Basic free tier ChatGPT 5.5 would blow it out of the water on all of those tasks. Hell, even Grok free is better at that, it gave me a one-shot Arduino code that blew Gemini 3.5 flash away.
3.5 Flash seems tuned to just eyeballing basic answers to general purpose questions that resemble Google searches like "give me a recipe" or "give me a workout plan", or "what's the difference between Arch and Fedora based distros", not to solving complex issues that require cognition and accuracy. That's what the 3.1 Pro is better for according to Gemini. Oh and it is also gaslights you by starting the answers with first telling you how amazing things from your question are, which is insanely annoying but I guess Google's A/B testing found out the majority of Average Joe midwits love it when "the AI" reinforces their choices and decisions like a fake friend.
I think Google just doesn't care about being the SOTA for coding, reasoning and accuracy, since they're in the ads and search business for everyone, not in the agentic coding business for pro-sumers, so if the answers are some hallucinations that sound "good enough" to its clueless search user base, but is at least dirt cheap to run on their datacenter hardware, then it's already more than enough for them and they can all it a day.
Meanwhile OpenAI and Anthropic don't have search and ads monopolies, so they need to perform well at certain task for people and businesses to give them their hard earned money for them to survive. For them, nailing stuff like coding and writing accuracy is an existential threat, not a hobby sideproject like it is for Google.
Google seems more interested in fast models that can quickly turn responses, which kind of fits with a company that needs to serve AI on a mass scale.
Fast answers, using their search as grounding, that can parse keywords and spit out a few ads is where Gemini Flash is going to head. That, and the agentic actions stuff they showed off at I/O with Google shopping, ordering food, etc. Speed is important there.
Thank God. I'd rather companies ship something when engineers say it's actually ready rather than when the suits want something to show on stage to pump their egos and career exposure but turn out to be a massive disappointment covered in fluff.

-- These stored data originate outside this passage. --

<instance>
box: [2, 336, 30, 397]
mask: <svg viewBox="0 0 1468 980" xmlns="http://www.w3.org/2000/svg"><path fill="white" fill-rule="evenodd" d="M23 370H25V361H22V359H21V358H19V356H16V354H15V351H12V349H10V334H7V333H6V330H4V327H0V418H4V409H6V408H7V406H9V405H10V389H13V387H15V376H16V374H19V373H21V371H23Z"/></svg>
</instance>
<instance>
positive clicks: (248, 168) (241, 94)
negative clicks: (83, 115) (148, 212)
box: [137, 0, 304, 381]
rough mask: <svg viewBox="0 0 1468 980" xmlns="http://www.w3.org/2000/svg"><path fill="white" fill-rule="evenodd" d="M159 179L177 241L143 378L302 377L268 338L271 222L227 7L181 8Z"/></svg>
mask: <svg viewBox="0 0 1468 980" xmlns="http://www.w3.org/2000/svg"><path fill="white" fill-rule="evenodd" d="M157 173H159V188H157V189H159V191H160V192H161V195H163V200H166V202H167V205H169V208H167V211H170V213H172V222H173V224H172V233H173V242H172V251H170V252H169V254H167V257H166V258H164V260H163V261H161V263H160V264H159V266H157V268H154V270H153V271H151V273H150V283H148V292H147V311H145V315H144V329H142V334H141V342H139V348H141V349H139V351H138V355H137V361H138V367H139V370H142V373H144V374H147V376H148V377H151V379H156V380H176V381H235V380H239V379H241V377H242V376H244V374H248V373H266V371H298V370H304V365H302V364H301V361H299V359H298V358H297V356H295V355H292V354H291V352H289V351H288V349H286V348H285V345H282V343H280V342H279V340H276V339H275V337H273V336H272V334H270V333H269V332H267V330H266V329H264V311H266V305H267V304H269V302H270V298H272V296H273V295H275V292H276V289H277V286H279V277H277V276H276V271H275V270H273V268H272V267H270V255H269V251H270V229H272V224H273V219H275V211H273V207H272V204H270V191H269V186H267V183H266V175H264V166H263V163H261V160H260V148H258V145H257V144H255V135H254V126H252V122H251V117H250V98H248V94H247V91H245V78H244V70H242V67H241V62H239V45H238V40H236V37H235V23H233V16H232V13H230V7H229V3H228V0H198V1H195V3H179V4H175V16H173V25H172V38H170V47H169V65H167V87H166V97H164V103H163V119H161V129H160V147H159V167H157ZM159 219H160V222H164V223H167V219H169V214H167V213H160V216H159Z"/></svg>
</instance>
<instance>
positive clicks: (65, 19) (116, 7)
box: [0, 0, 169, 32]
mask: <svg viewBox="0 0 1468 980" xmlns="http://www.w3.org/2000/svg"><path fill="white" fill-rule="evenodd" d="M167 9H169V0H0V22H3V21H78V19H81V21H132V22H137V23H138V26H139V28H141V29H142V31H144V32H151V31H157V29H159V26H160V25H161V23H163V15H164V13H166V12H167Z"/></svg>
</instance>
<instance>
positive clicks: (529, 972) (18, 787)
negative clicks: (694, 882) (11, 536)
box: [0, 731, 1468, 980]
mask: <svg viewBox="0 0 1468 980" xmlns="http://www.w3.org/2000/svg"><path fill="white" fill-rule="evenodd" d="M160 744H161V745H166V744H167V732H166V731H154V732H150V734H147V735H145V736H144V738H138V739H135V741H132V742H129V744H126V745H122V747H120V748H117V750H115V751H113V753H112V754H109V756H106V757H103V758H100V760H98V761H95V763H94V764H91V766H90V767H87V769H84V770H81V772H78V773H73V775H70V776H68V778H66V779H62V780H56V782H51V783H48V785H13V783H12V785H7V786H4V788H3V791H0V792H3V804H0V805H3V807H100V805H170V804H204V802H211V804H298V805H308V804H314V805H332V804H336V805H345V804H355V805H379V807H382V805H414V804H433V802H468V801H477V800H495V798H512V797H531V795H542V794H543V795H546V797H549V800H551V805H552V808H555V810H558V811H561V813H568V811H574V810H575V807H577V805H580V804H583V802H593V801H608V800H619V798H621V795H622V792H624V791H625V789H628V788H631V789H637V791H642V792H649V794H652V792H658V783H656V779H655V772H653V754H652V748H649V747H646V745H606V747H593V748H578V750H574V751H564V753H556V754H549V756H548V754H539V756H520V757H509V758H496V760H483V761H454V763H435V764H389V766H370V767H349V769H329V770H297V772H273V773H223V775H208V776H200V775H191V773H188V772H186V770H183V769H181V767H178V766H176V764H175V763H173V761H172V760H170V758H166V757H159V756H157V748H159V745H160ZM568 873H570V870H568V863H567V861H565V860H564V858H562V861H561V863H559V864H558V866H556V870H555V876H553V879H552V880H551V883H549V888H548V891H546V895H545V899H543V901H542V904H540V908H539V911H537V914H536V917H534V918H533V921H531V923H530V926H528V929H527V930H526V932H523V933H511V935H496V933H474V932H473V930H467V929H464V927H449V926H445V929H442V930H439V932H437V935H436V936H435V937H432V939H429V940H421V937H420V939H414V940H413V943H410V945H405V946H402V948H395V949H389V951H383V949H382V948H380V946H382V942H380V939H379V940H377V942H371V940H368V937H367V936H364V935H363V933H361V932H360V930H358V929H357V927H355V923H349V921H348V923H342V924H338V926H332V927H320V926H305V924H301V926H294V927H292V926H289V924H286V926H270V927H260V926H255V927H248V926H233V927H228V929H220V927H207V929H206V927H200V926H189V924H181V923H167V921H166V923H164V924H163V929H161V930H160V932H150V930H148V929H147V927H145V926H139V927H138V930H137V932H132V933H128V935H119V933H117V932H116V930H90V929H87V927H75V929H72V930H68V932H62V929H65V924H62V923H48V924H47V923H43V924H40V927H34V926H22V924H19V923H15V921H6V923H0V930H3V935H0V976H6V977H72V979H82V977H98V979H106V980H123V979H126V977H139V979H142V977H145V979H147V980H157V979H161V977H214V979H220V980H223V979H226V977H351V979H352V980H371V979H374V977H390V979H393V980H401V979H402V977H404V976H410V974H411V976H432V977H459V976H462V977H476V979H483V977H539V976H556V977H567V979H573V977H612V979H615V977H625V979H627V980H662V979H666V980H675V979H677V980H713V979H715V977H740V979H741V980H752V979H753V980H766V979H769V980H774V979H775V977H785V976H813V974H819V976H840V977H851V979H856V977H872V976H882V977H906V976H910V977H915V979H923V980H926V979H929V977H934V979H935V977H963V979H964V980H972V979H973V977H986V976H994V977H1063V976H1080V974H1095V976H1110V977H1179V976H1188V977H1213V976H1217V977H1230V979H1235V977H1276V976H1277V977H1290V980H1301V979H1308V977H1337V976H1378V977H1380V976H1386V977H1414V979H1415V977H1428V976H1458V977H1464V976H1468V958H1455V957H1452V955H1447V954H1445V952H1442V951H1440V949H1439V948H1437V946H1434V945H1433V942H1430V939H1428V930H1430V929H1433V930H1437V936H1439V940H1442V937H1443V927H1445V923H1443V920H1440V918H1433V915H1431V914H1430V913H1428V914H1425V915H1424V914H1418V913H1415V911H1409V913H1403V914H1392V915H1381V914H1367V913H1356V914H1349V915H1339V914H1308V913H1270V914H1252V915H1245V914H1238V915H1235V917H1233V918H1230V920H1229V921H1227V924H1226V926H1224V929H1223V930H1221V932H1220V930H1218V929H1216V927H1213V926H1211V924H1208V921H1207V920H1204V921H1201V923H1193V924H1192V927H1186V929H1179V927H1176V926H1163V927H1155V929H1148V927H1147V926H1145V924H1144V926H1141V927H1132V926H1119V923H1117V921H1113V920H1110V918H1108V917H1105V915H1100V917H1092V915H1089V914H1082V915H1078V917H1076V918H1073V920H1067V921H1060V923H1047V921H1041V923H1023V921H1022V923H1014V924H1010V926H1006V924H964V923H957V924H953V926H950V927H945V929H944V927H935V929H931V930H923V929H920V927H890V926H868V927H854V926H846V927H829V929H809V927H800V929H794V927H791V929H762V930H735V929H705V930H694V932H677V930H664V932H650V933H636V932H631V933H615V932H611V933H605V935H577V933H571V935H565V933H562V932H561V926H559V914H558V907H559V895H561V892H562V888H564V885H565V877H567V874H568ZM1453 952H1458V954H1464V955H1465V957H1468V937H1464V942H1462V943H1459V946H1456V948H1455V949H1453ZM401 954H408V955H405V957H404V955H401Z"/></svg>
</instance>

Although it does feel very embarrassing for Google who invented transformers and has more money than both Anthropic and OpenAI combined, to fall behind them at the LLM race.
When personal finance is not the bottleneck anymore, the new criteria becomes "vision" and "stacked talent".

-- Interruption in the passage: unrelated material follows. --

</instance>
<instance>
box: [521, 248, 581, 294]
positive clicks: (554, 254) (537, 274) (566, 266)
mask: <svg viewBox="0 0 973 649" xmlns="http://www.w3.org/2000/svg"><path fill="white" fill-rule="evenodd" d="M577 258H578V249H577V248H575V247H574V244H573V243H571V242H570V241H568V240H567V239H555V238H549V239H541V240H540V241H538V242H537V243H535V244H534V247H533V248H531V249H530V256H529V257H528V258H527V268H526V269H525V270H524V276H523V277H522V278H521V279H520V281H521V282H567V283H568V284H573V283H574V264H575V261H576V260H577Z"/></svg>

Seems like everyone here is easily fooled by the Anthropic hype. After the IPO, Anthropic won't be like the daycare it is today.

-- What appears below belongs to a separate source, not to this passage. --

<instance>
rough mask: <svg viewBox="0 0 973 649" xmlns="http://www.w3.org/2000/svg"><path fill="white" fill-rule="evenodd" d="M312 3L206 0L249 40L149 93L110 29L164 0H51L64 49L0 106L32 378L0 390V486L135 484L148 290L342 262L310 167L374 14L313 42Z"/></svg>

Their main competitors are the chinese labs which are racing all their prices down close to $0.
If he walks the talk, I really do not understand how either OpenAI or Anthropic is going to justify the twelve-digit valuations they are hoping for. They will just be some people who bought a domain name and rented some GPUs.
Not a bad playbook. If you’re important to the company, leave and start your own company. Then play the M&A game and you can clean up nicely.
That was when they realized the deep learning was largely unnecessary, and they could just use their massive compute resources to brute force the problem space.
Proving that we would greatly benefit from using our compute resources for science rather than showing ads, and then we just kept showing ads.